Extract .gz files in S3 automatically

2019-08-03 22:40发布

问题:

I'm trying to find a solution to extract ALB logs file in .gz format when they're uploaded automatically from ALB to S3.

My bucket structure is like this

/log-bucket
..alb-1/AWSLogs/account-number/elasticloadbalancing/ap-northeast-1/2018/log.gz
..alb-2/AWSLogs/account-number/elasticloadbalancing/ap-northeast-1/2018/log.gz
..alb-3/AWSLogs/account-number/elasticloadbalancing/ap-northeast-1/2018/log.gz

Basically, every 5 minutes, each ALB would automatically push logs to correspond S3 bucket. I'd like to extract new .gz files right at that time in same bucket.

Is there any ways to handle this?

I noticed that we can use Lambda function but not sure where to start. A sample code would be greatly appreciated!

回答1:

Your best choice would probably be to have an AWS Lambda function subscribed to S3 events. Whenever a new object gets created, this Lambda function would be triggered. The Lambda function could then read the file from S3, extract it, write the extracted data back to S3 and delete the original one.

How that works is described in Using AWS Lambda with Amazon S3.
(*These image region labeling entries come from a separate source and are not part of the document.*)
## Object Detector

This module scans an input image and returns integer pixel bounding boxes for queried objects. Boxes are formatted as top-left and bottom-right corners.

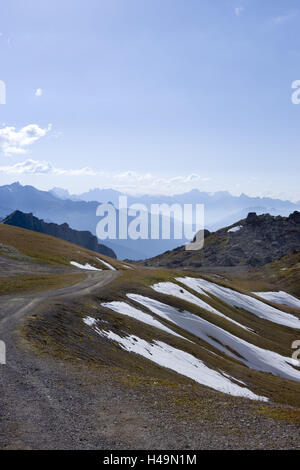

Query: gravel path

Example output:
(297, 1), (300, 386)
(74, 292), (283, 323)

(0, 271), (300, 450)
That said, you might also want to reconsider if you really need to store uncompressed logs in S3. Compressed files are not only cheaper, as they don't take as much storage space as uncompressed ones, but they are usually also faster to process, as the bottleneck in most cases is network bandwidth for transferring the data and not available CPU-resources for decompression. Most tools also support working directly with compressed files. Take Amazon Athena (Compression Formats) or Amazon EMR (How to Process Compressed Files) for example.